Manual
Type PROBer
to see the all usage commands:
usage: PROBer [-h] {prepare,estimate,simulate,iCLIP,version} ...
PROBer is a program to quantify chemical modification profiles for a general set of 'toeprinting' assays.
optional arguments:
-h, --help show this help message and exit
commands:
prepare This command is used to prepare PROBer references.
estimate This command is used to estimate chemical modification
profiles.
simulate This command is used to simulate reads.
iCLIP This command is used to allocate multi-mapping reads
for iCLIP data.
version Show version information.
PROBer has four usage commands. They are:
prepare
PROBer prepare
extracts transcript sequences, prepares its reference files, and optionally builds Bowtie/Bowtie2 indices. For iCLIP data, you should turn on --genome
option and this command will only build genome indices for aligners. Type PROBer prepare --help
to get its usage information:
usage: PROBer prepare [-h] [--gtf <file> | --gff3 <file>]

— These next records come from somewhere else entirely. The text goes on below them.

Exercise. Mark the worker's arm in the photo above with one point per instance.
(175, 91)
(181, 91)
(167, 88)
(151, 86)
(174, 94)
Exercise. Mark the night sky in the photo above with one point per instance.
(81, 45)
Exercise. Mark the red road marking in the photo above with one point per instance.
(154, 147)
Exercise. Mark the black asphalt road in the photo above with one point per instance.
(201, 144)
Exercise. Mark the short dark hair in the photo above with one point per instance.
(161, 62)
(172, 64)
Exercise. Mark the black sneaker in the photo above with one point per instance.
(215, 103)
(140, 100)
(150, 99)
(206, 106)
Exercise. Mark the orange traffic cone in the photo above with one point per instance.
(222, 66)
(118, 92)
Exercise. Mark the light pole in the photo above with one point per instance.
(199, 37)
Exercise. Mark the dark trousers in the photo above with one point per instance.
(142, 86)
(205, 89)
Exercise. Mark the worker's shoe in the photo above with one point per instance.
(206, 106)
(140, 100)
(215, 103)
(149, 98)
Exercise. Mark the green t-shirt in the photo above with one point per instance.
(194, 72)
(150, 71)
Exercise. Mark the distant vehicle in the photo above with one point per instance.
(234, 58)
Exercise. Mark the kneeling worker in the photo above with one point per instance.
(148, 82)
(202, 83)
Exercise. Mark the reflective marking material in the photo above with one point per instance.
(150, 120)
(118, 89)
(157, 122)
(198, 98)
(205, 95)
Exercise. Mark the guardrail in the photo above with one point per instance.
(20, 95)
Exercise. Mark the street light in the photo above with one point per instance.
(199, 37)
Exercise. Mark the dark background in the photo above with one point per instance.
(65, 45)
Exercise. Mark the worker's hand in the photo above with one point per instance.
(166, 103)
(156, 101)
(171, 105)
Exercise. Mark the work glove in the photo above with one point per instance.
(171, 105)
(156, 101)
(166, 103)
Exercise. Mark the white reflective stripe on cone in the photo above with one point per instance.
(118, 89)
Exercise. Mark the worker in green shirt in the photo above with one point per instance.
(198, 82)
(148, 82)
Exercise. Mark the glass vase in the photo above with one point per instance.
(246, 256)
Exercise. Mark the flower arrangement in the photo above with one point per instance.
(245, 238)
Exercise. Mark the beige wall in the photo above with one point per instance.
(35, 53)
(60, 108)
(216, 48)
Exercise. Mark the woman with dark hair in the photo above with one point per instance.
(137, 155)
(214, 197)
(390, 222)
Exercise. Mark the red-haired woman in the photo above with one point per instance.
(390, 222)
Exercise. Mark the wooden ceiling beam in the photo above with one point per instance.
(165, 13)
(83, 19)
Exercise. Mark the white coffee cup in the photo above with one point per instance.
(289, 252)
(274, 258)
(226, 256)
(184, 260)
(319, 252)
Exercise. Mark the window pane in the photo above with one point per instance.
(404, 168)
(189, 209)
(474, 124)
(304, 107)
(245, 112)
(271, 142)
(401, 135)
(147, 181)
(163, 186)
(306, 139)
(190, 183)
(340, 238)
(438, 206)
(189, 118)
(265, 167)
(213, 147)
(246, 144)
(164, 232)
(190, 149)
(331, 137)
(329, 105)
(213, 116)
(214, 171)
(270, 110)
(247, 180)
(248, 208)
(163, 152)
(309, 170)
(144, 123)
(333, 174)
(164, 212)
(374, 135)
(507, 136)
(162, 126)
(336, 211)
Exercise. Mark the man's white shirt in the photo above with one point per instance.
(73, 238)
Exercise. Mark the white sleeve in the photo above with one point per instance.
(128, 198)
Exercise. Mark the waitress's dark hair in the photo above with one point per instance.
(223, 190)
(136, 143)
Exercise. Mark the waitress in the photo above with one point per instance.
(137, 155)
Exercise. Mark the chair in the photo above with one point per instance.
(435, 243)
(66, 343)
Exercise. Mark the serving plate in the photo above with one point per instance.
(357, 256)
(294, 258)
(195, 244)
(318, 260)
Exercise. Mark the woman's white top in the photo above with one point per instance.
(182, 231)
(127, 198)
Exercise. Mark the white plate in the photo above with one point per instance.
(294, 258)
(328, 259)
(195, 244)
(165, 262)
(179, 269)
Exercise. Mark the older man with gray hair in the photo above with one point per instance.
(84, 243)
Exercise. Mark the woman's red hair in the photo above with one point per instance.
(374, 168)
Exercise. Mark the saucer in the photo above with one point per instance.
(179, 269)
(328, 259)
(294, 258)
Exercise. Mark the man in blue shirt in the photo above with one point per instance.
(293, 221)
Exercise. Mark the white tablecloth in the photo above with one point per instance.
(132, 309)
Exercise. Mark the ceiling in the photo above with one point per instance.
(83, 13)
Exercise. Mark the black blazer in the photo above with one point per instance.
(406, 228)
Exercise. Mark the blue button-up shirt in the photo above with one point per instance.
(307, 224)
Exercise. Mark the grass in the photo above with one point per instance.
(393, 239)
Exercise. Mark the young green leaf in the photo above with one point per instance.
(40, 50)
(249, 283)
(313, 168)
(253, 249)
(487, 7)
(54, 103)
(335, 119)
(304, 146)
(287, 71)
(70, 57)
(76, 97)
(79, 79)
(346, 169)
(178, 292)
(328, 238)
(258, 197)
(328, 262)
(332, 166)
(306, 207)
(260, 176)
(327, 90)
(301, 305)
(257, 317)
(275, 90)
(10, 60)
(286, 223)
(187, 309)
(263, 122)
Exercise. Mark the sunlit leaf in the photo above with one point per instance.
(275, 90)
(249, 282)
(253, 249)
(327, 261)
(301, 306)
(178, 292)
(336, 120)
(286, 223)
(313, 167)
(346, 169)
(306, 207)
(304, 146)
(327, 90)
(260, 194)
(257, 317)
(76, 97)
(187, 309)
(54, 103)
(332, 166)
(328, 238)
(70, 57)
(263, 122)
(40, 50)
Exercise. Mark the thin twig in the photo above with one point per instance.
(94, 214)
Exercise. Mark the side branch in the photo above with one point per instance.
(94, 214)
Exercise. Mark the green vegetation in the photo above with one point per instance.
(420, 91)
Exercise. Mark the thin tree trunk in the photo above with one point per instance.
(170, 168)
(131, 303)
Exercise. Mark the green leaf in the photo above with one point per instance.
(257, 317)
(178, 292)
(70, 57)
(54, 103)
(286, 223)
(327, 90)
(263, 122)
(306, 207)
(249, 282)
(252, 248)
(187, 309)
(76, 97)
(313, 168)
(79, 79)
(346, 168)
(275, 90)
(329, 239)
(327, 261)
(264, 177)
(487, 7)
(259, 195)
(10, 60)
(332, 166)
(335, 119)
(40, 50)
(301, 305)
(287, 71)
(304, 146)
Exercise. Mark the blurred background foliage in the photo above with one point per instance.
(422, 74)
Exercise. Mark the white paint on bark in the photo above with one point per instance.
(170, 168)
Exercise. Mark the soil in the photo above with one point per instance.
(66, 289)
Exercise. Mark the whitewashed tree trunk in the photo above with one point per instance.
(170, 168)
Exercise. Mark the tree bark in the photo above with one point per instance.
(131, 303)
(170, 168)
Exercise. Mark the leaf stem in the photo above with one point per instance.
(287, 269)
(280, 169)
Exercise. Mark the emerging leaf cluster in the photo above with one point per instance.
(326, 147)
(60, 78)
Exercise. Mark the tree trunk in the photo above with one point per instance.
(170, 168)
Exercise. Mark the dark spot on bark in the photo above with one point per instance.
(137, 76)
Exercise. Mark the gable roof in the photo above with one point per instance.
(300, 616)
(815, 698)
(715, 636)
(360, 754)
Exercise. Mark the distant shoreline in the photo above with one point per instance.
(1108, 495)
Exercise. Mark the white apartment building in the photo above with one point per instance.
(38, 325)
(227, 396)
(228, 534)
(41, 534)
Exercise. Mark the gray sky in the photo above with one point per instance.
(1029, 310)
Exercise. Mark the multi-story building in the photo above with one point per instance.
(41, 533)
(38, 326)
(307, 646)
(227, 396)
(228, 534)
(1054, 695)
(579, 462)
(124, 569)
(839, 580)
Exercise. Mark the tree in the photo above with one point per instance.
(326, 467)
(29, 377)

[--gff3-RNA-pattern <pattern>]
[--transcript-to-gene-map <file>] [--genome] [--bowtie]
[--bowtie-path <path>] [--bowtie2]
[--bowtie2-path <path>] [-q]
reference_fasta_files reference_name
This program lets PROBer to build its references and optionally build
Bowtie/Bowtie2 indices. For iCLIP data, users can use this program to build
Bowtie/Bowtie2 indices for their genomes
positional arguments:
reference_fasta_file(s)
Either a comma-separated list of Multi-FASTA formatted
files OR a directory name. If a directory name is
specified, This program will read all files with
suffix ".fa" or ".fasta" in this directory. The files
should contain either the sequences of transcripts or
an entire genome, depending on whether the --gtf or
--gff3 option is used.
reference_name The name of the reference used. This program will
generate several reference-related files that are
prefixed by this name. This name can contain path
information (e.g. /ref/mm9).
optional arguments:
-h, --help show this help message and exit
--gtf <file> <file> is in GTF format. This program will assume
reference_fasta_file(s) contains genome sequences and
extract transcript sequences using the gene annotation
specified in <file>. (default: None)
--gff3 <file> <file> is in GFF3 format. This program will assume
reference_fasta_file(s) contains genome sequences and
extract transcript sequences using the gene annotation
specified in <file>. (default: None)
--gff3-RNA-pattern <pattern>
<pattern> is a comma-separated list of transcript
categories, e.g. 'mRNA,rRNA'. Only transcripts that
match the <pattern> will be extracted. (default: mRNA)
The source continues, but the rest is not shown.